Spider Silk
Very cool -- one of the more interesting substances out there is spider web silk. Much stronger than steel, it promises to be useful in a lot of applications. The problem is that until now, it has defied synthesis.
From
Extreme Tech:
MIT Labs Moves Ahead In Synthesizing Spider Silk
Polymeric nanocomposites, synthetic substances that are both strong and stretchy, like organic spider silk, have baffled scientists looking to replicate their unique properties. On Friday, a team from MIT's Institute for Soldier Nanotechnologies (ISN) announced they had devised a new way to create such Lycra-like materials in a lab.
Scientists have previously suggested that a mere pencil-thick strand of silk could actually stop a Boeing 747 in mid flight. The naturally occurring substance—on a weight basis—is stronger than even steel.

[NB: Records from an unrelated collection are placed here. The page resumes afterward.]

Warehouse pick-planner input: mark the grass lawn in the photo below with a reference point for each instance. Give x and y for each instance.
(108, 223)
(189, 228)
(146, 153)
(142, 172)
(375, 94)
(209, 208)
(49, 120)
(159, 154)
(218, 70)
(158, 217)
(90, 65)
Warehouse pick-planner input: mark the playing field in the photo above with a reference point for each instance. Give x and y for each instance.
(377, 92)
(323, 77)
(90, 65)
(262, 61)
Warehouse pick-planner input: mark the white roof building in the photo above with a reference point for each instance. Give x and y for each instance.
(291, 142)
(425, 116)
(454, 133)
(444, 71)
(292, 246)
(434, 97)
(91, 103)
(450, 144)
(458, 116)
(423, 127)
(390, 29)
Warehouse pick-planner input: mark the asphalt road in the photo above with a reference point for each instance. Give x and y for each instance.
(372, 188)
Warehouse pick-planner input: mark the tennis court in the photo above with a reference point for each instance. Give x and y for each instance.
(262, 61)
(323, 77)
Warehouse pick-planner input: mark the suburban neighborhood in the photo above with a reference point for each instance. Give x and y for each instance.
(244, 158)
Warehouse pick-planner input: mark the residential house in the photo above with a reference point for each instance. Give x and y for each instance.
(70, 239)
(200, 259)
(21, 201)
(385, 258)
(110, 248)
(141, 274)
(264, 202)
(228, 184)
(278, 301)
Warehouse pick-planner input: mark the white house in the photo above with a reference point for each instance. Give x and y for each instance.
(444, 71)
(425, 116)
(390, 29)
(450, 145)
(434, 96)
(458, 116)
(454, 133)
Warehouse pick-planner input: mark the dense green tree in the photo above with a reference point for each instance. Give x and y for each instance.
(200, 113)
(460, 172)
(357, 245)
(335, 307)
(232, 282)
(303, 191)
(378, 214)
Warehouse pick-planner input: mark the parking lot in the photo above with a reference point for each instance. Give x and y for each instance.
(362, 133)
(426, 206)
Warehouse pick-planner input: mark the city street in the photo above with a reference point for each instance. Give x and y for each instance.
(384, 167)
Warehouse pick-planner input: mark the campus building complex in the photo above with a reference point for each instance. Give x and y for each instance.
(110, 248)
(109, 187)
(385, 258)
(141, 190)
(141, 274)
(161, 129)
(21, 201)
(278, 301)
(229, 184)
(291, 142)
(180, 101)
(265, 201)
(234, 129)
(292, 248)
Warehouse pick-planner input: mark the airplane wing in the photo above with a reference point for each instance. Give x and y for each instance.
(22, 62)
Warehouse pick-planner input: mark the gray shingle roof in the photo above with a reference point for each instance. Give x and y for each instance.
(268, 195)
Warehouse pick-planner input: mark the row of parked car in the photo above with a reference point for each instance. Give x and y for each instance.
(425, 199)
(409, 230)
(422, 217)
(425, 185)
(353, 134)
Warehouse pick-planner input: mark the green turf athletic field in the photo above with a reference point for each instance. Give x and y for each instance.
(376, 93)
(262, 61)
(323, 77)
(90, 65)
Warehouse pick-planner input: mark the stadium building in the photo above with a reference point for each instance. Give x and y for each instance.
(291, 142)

As early as 1996, DuPont started an advertising campaign in Scientific American about how they were studying the biopolymer structures of the spider webs. Yet more than 10 years later, fabricating these types of artificial silk-like substances in a lab has proven difficult for engineers.
There has been progress in creating materials that fulfill either the stretchy or strength quota, but never both at the same time, according to the MIT team responsible for new discovery.
"If you look closely at the structure of spider silk, it is filled with a lot of very small crystals," said Gareth McKinley, a professor of mechanical engineering and part of the group that devised the new method of producing the material.
"It's highly reinforced."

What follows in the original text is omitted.